Esau grew up a "man of idleness to catch birds and beasts, a man going forth into the field to kill lives, as Nimrod had killed, and Hanok his son." The Targum is not neutral about hunting. Esau is compared to Nimrod, the hunter-king who ruled Babel and fought against the covenant (Genesis 10:9). Esau inherits not a skill but a lineage of violence.

And Jacob? He was "a man peaceful in his words, a minister of the instruction-house of Eber, seeking instruction before the Lord."

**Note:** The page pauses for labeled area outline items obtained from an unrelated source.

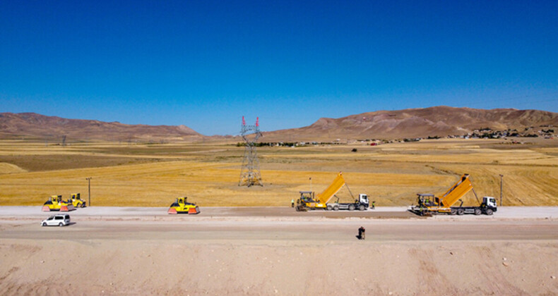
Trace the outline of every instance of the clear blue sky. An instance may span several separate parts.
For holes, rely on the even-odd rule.
[[[558,1],[2,1],[0,112],[237,134],[446,105],[558,112]]]

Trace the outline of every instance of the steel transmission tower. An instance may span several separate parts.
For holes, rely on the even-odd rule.
[[[258,138],[261,137],[259,121],[259,118],[256,118],[255,125],[247,125],[244,116],[242,116],[242,128],[240,130],[240,135],[244,140],[246,149],[244,149],[244,158],[242,160],[242,167],[240,169],[239,186],[263,186],[260,173],[260,161],[258,160],[258,154],[256,152],[255,146]],[[248,135],[254,135],[254,137],[248,138]]]

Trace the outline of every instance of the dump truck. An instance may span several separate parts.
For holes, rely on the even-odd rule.
[[[70,195],[71,203],[76,208],[85,208],[85,201],[82,199],[79,193],[72,193]]]
[[[441,197],[432,194],[417,194],[417,205],[412,206],[410,211],[420,216],[437,214],[492,215],[497,211],[496,199],[492,197],[483,197],[482,202],[479,202],[477,206],[463,206],[463,202],[461,197],[470,191],[473,191],[475,197],[479,202],[477,193],[473,187],[473,183],[469,178],[469,174],[465,173]],[[454,206],[458,201],[461,201],[459,206]]]
[[[179,197],[170,205],[168,214],[199,214],[200,209],[194,203],[188,202],[188,197]]]
[[[343,173],[339,173],[337,177],[333,180],[333,182],[329,185],[321,193],[319,194],[317,197],[315,196],[313,191],[300,191],[300,197],[297,199],[297,206],[295,207],[297,211],[315,210],[316,209],[325,209],[328,211],[333,210],[338,211],[340,209],[347,209],[353,211],[358,209],[361,211],[368,209],[369,202],[368,196],[364,194],[359,195],[359,198],[355,200],[355,202],[349,203],[340,203],[339,198],[337,198],[337,202],[334,203],[329,203],[329,201],[344,186],[346,185],[345,178],[343,178]],[[348,190],[348,186],[347,189]],[[351,197],[350,190],[349,190]]]
[[[71,200],[63,200],[61,195],[52,195],[42,205],[42,211],[70,211],[75,209]]]

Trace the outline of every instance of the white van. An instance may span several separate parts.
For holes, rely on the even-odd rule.
[[[64,226],[70,223],[70,215],[67,214],[59,214],[51,216],[47,219],[41,222],[42,226]]]

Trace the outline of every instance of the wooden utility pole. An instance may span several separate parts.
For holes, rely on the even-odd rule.
[[[85,178],[88,181],[88,188],[89,190],[89,206],[91,206],[91,177]]]
[[[504,175],[500,175],[500,206],[501,206],[501,190],[504,184]]]

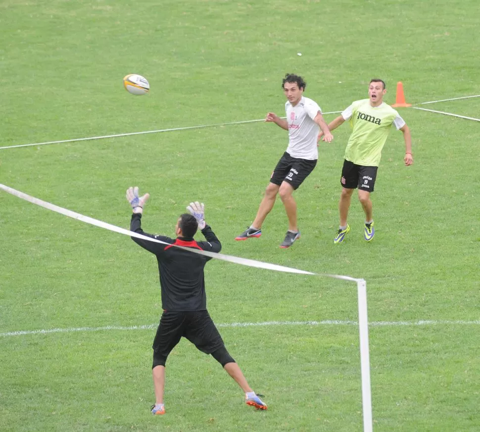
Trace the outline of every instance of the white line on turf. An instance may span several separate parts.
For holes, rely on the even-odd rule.
[[[341,111],[331,111],[329,112],[324,112],[324,114],[335,114],[338,112],[341,112]],[[285,117],[282,117],[285,118]],[[19,147],[30,147],[34,146],[44,146],[46,144],[59,144],[64,143],[74,143],[77,141],[86,141],[92,140],[100,140],[103,138],[114,138],[119,137],[126,137],[131,135],[144,135],[148,133],[158,133],[161,132],[172,132],[177,130],[188,130],[191,129],[201,129],[203,127],[215,127],[219,126],[228,126],[232,124],[242,124],[245,123],[254,123],[257,121],[265,121],[264,118],[260,118],[258,120],[245,120],[243,121],[231,121],[228,123],[218,123],[213,124],[202,124],[199,126],[190,126],[187,127],[174,127],[171,129],[160,129],[157,130],[147,130],[143,132],[132,132],[128,133],[119,133],[115,135],[102,135],[98,137],[88,137],[83,138],[74,138],[71,140],[62,140],[57,141],[47,141],[44,143],[35,143],[30,144],[19,144],[16,146],[5,146],[0,147],[0,150],[3,150],[5,149],[16,149]]]
[[[462,96],[460,98],[450,98],[449,99],[440,99],[439,101],[430,101],[429,102],[420,102],[414,104],[414,105],[426,105],[427,104],[436,104],[437,102],[446,102],[448,101],[458,101],[459,99],[469,99],[471,98],[480,98],[480,95],[475,95],[474,96]]]
[[[418,104],[415,104],[415,105],[425,105],[427,104],[435,104],[436,102],[445,102],[448,101],[457,101],[460,99],[468,99],[471,98],[478,98],[480,97],[480,95],[475,95],[475,96],[462,96],[459,98],[451,98],[449,99],[440,99],[438,101],[430,101],[428,102],[419,102]],[[413,107],[415,108],[415,107]],[[336,114],[339,112],[341,112],[341,111],[329,111],[323,113],[323,114]],[[282,117],[285,118],[285,117]],[[465,117],[468,118],[468,117]],[[242,124],[243,123],[254,123],[258,121],[264,121],[265,119],[260,118],[257,120],[245,120],[242,121],[230,121],[227,123],[214,123],[213,124],[202,124],[199,126],[190,126],[186,127],[174,127],[171,128],[170,129],[157,129],[156,130],[147,130],[147,131],[143,131],[142,132],[129,132],[127,133],[119,133],[115,134],[114,135],[102,135],[101,136],[97,137],[87,137],[85,138],[73,138],[72,139],[69,140],[60,140],[59,141],[47,141],[43,143],[33,143],[31,144],[18,144],[17,145],[13,146],[4,146],[3,147],[0,147],[0,150],[3,150],[6,149],[16,149],[19,147],[33,147],[34,146],[44,146],[46,144],[59,144],[65,143],[74,143],[77,142],[78,141],[91,141],[93,140],[100,140],[103,138],[118,138],[119,137],[126,137],[130,136],[131,135],[144,135],[145,134],[149,133],[158,133],[159,132],[172,132],[174,131],[179,130],[188,130],[189,129],[201,129],[204,127],[215,127],[216,126],[228,126],[232,124]]]
[[[79,213],[76,213],[75,212],[72,212],[71,210],[64,209],[62,207],[59,207],[58,206],[55,206],[54,204],[52,204],[50,203],[43,201],[42,200],[34,198],[34,197],[31,197],[30,195],[28,195],[23,192],[16,190],[15,189],[12,189],[11,187],[5,186],[5,185],[3,184],[0,184],[0,189],[2,189],[6,192],[8,192],[14,196],[21,198],[22,199],[28,201],[30,203],[36,204],[37,206],[40,206],[41,207],[44,207],[45,209],[47,209],[48,210],[51,210],[52,211],[55,212],[57,213],[60,213],[61,215],[63,215],[65,216],[68,216],[69,217],[72,217],[73,219],[80,220],[81,222],[85,222],[85,223],[89,223],[91,225],[94,225],[100,228],[108,229],[109,231],[112,231],[114,232],[117,232],[119,234],[123,234],[130,237],[137,237],[137,238],[146,240],[148,241],[161,243],[162,244],[170,244],[170,243],[165,243],[165,242],[161,241],[161,240],[157,240],[155,238],[152,238],[151,237],[147,237],[145,235],[142,235],[141,234],[138,234],[137,233],[134,232],[132,231],[129,231],[128,229],[125,229],[124,228],[120,228],[119,226],[111,225],[110,223],[107,223],[105,222],[102,222],[101,220],[98,220],[96,219],[94,219],[93,218],[89,217],[88,216],[85,216],[83,215],[80,215]],[[328,277],[333,277],[335,279],[341,279],[343,280],[348,280],[351,282],[358,282],[359,281],[363,280],[361,279],[355,279],[354,277],[350,277],[349,276],[343,276],[340,274],[327,274],[325,273],[314,273],[312,271],[306,271],[305,270],[299,270],[298,269],[294,269],[292,267],[286,267],[284,266],[279,266],[277,264],[271,264],[270,263],[264,263],[263,261],[257,261],[255,260],[250,260],[247,258],[240,258],[239,257],[234,257],[232,255],[226,255],[224,254],[217,254],[214,252],[207,252],[206,251],[194,249],[192,248],[187,248],[183,246],[179,246],[177,245],[173,245],[173,246],[174,246],[175,247],[180,248],[180,249],[184,249],[186,251],[188,251],[188,252],[192,253],[198,254],[200,255],[205,255],[205,256],[210,257],[211,258],[215,258],[217,260],[221,260],[223,261],[228,261],[230,263],[234,263],[236,264],[240,264],[242,266],[246,266],[249,267],[255,267],[259,269],[264,269],[267,270],[274,270],[276,271],[284,271],[287,273],[300,273],[301,274],[325,276]]]
[[[216,324],[218,327],[246,327],[286,326],[288,325],[351,325],[357,326],[356,321],[342,321],[337,320],[324,320],[322,321],[264,321],[259,323],[225,323]],[[480,320],[431,320],[418,321],[373,321],[368,323],[369,327],[397,327],[402,326],[421,326],[426,325],[479,325]],[[102,327],[78,327],[70,328],[50,328],[42,330],[19,330],[0,333],[0,336],[28,336],[33,334],[50,334],[55,333],[90,332],[93,331],[131,331],[137,330],[151,330],[158,326],[158,324],[144,325],[105,325]]]
[[[444,111],[437,111],[435,109],[428,109],[427,108],[420,108],[419,107],[412,107],[414,109],[421,109],[422,111],[430,111],[431,112],[436,112],[438,114],[444,114],[445,115],[451,115],[452,117],[458,117],[460,118],[466,118],[467,120],[474,120],[475,121],[480,121],[480,118],[475,118],[474,117],[467,117],[466,115],[459,115],[458,114],[452,114],[451,112],[445,112]]]

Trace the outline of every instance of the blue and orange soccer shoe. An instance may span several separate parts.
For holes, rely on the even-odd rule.
[[[267,405],[254,393],[250,396],[248,396],[247,394],[245,395],[245,403],[251,407],[254,407],[257,410],[267,409]]]
[[[247,238],[258,238],[262,235],[261,229],[255,229],[249,227],[241,234],[235,237],[235,240],[246,240]]]

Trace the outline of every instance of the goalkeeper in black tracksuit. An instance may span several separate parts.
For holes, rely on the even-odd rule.
[[[203,268],[211,258],[176,247],[212,252],[220,251],[222,245],[220,241],[205,223],[203,204],[190,203],[187,208],[190,214],[185,214],[179,217],[175,226],[177,237],[172,239],[147,234],[142,230],[143,207],[149,197],[148,194],[139,197],[137,187],[129,188],[127,191],[127,199],[133,211],[130,230],[163,242],[132,237],[136,243],[155,254],[160,271],[163,313],[152,346],[155,404],[152,407],[152,414],[165,414],[165,363],[168,355],[182,336],[200,351],[211,354],[241,387],[248,405],[257,409],[267,409],[267,406],[248,385],[238,365],[227,351],[207,310]],[[197,242],[193,239],[198,228],[206,241]]]

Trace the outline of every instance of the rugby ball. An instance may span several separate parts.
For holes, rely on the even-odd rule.
[[[136,73],[124,77],[123,86],[129,93],[137,96],[146,95],[150,91],[150,84],[146,78]]]

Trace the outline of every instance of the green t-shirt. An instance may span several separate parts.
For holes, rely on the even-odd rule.
[[[378,166],[382,149],[394,124],[396,128],[405,123],[398,113],[384,102],[378,107],[370,105],[369,99],[355,101],[341,116],[350,119],[353,128],[345,150],[347,161],[366,166]]]

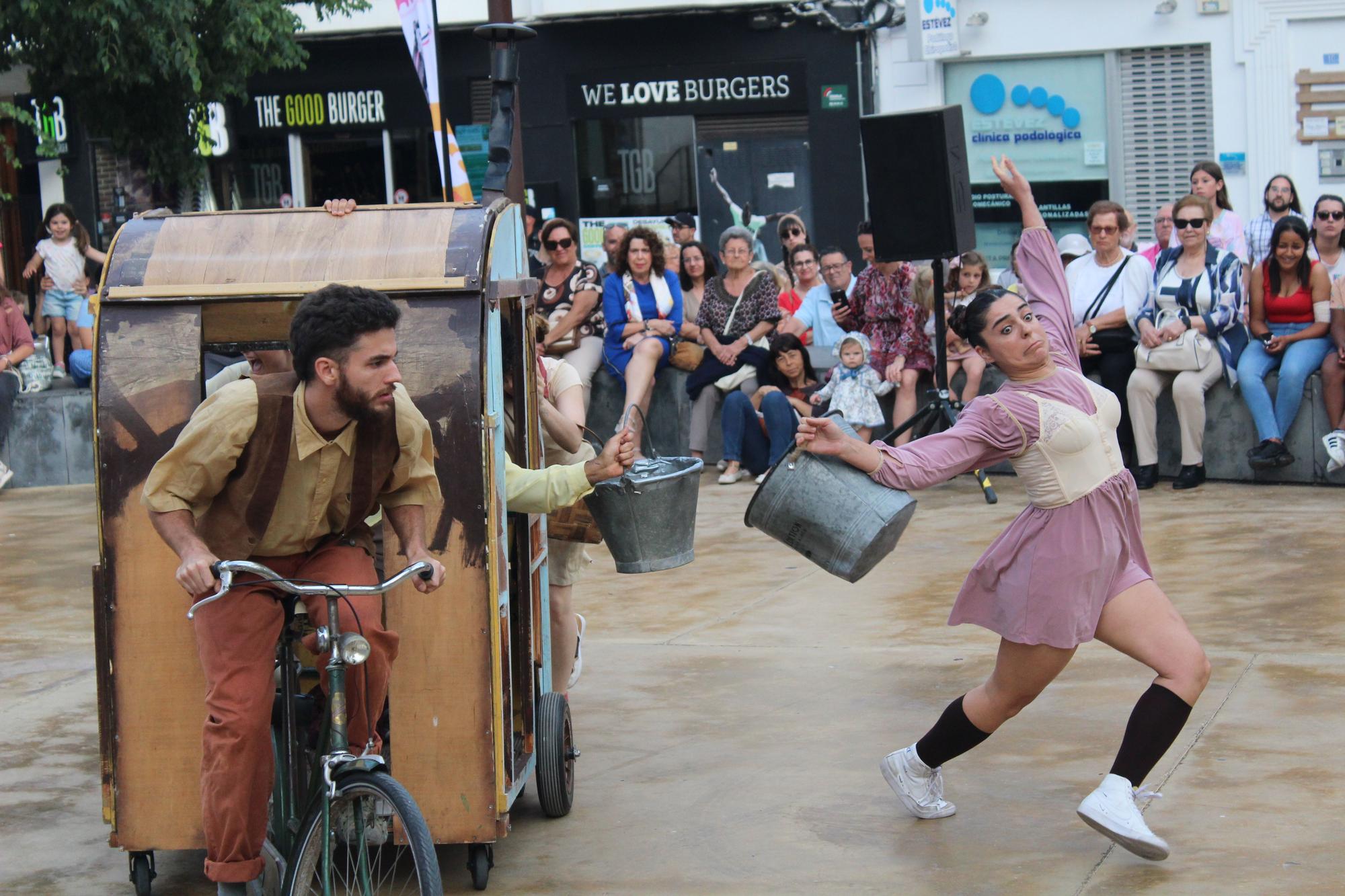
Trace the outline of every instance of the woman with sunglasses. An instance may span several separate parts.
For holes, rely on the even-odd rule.
[[[1334,351],[1322,362],[1322,397],[1332,432],[1326,445],[1326,472],[1345,468],[1345,199],[1325,194],[1313,206],[1311,245],[1307,254],[1326,265],[1332,278],[1332,342]]]
[[[584,385],[588,408],[593,374],[603,363],[603,278],[597,266],[580,258],[578,227],[565,218],[542,225],[542,254],[546,269],[537,292],[537,313],[551,330],[541,346],[549,355],[564,358]]]
[[[1247,346],[1241,323],[1243,265],[1237,256],[1209,239],[1215,207],[1204,196],[1182,196],[1173,206],[1173,233],[1181,241],[1165,249],[1154,265],[1154,287],[1139,308],[1126,313],[1139,332],[1139,343],[1154,348],[1188,330],[1204,334],[1217,351],[1200,370],[1169,373],[1138,367],[1130,374],[1126,398],[1135,433],[1135,484],[1153,488],[1158,479],[1158,396],[1169,386],[1181,429],[1181,472],[1173,488],[1194,488],[1205,482],[1205,391],[1220,375],[1237,382],[1237,359]],[[1176,316],[1158,327],[1158,313]]]
[[[1190,170],[1190,192],[1200,196],[1213,207],[1209,219],[1209,244],[1215,249],[1227,249],[1237,256],[1237,260],[1247,264],[1247,234],[1243,229],[1243,219],[1233,214],[1233,203],[1228,199],[1228,187],[1224,186],[1224,170],[1217,161],[1197,161]],[[1167,245],[1173,249],[1184,245],[1181,234],[1173,230]]]

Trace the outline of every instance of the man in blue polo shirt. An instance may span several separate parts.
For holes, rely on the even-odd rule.
[[[816,351],[812,363],[818,363],[818,355],[826,354],[826,366],[834,363],[831,346],[847,332],[851,326],[850,305],[834,304],[833,291],[845,291],[846,299],[854,292],[855,276],[851,272],[850,260],[842,249],[827,246],[822,250],[822,283],[803,296],[803,304],[792,316],[780,322],[780,332],[790,332],[802,336],[808,330],[812,331],[812,346]]]

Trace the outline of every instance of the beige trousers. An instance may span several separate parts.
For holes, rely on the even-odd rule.
[[[1135,455],[1141,467],[1158,463],[1158,396],[1171,386],[1181,429],[1181,463],[1194,467],[1204,463],[1205,391],[1224,375],[1219,351],[1200,370],[1162,373],[1137,367],[1126,386],[1130,424],[1135,431]]]

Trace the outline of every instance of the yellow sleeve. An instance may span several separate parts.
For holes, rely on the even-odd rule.
[[[257,428],[257,383],[231,382],[200,404],[145,480],[140,503],[157,513],[200,517],[223,490]]]
[[[593,486],[582,463],[529,470],[504,460],[504,503],[514,513],[549,514],[569,507],[590,491]]]
[[[393,391],[397,412],[397,440],[401,452],[393,465],[391,487],[378,496],[383,507],[425,505],[440,500],[438,476],[434,474],[434,440],[429,421],[412,402],[401,383]]]

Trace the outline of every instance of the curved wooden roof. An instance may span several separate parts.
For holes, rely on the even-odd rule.
[[[491,210],[477,204],[266,209],[140,217],[117,233],[109,301],[304,295],[328,283],[383,292],[480,289]]]

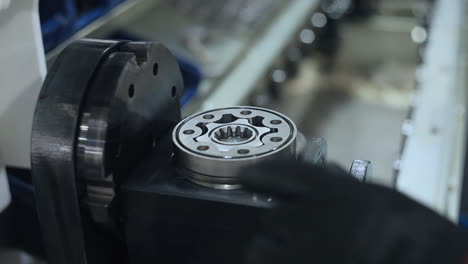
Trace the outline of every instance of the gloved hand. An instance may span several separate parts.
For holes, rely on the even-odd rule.
[[[264,164],[241,181],[279,201],[247,245],[247,264],[464,263],[468,253],[464,232],[445,218],[335,167]]]

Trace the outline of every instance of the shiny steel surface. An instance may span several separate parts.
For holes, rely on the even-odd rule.
[[[173,132],[179,170],[190,180],[235,189],[244,166],[295,157],[297,129],[286,116],[256,107],[230,107],[190,116]]]

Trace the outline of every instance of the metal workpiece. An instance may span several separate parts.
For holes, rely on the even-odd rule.
[[[295,124],[257,107],[229,107],[187,117],[173,132],[179,171],[192,182],[215,189],[238,189],[246,166],[296,158]]]

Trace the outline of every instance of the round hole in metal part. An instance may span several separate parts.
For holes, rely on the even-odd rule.
[[[193,133],[195,133],[195,131],[193,131],[192,129],[187,129],[183,132],[185,135],[192,135]]]
[[[279,125],[279,124],[282,123],[282,121],[281,121],[281,120],[275,119],[275,120],[271,120],[270,123],[271,123],[272,125]]]
[[[245,154],[249,154],[250,150],[248,149],[239,149],[237,151],[237,153],[241,154],[241,155],[245,155]]]
[[[283,139],[280,138],[280,137],[272,137],[270,140],[271,140],[272,142],[280,142],[280,141],[283,140]]]
[[[208,150],[209,148],[210,148],[210,147],[203,145],[203,146],[198,146],[197,149],[200,150],[200,151],[206,151],[206,150]]]
[[[128,87],[128,97],[133,98],[135,96],[135,86],[133,84]]]
[[[155,62],[153,64],[153,75],[154,76],[158,75],[158,71],[159,71],[159,64],[157,62]]]

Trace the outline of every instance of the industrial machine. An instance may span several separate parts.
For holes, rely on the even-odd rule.
[[[21,228],[10,235],[28,240],[21,249],[45,249],[52,264],[239,263],[233,249],[277,203],[244,189],[239,174],[279,159],[327,162],[325,139],[306,138],[298,118],[268,108],[305,60],[339,53],[339,19],[351,10],[358,17],[408,12],[408,1],[227,0],[243,14],[232,16],[213,0],[116,1],[122,4],[72,35],[80,19],[49,32],[44,56],[37,2],[26,2],[0,1],[1,58],[11,62],[0,72],[0,212],[26,203],[12,218]],[[239,2],[254,3],[262,15]],[[416,25],[403,18],[389,27],[386,15],[374,21],[389,32],[409,25],[420,64],[390,187],[466,224],[468,11],[459,0],[438,1],[434,10],[434,1],[415,2],[431,3],[412,10]],[[2,16],[6,11],[18,15]],[[56,37],[60,32],[68,35]],[[131,40],[111,40],[124,38]],[[378,46],[364,44],[366,56]],[[187,82],[186,62],[189,73],[199,67],[191,71],[196,85]],[[366,130],[358,125],[364,119],[351,123]],[[371,167],[355,160],[350,176],[367,180]]]
[[[31,146],[49,263],[238,263],[233,249],[275,204],[243,189],[241,170],[326,162],[323,139],[307,141],[271,110],[227,107],[180,121],[182,93],[161,44],[81,40],[60,54]],[[356,161],[351,174],[363,180],[370,170]]]

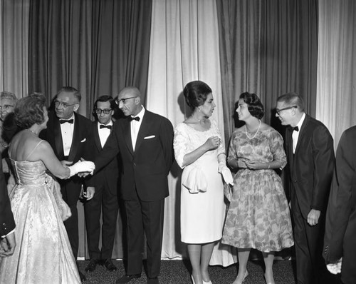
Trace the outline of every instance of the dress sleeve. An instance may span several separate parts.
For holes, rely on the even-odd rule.
[[[282,163],[281,168],[283,168],[287,164],[287,157],[283,148],[283,138],[281,135],[273,130],[269,139],[270,148],[273,156],[273,161],[278,161]]]
[[[173,148],[177,163],[183,168],[184,156],[189,153],[189,137],[183,123],[178,124],[174,129]]]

The Targum names the school. Eber. The great-grandson of Noah. The patriarch whose name becomes the root of the word Ivri, Hebrew. Jacob was not just studying. He was serving in the very beit midrash that preserved the sacred tradition from Shem and Noah forward. He was a minister of the instruction-house — not a student, but a teacher's assistant, a carrier of the tradition to the next generation.

Notice the phrase "peaceful in his words." The Hebrew ish tam in the Torah is often translated "a simple man" or "a whole man." The Targum chooses a different angle: a man whose words were peaceful. Jacob's defining characteristic, even as a young man, is the way his speech lands. He does not cut. He does not mock. His words carry shalom.

The contrast is the heart of Jewish anthropology. The hunter kills. The scholar builds. The one who inherits the world to come is the one who can be found, day after day, in the house of study, seeking instruction before the Lord. Esau was Nimrod's heir. Jacob was Eber's.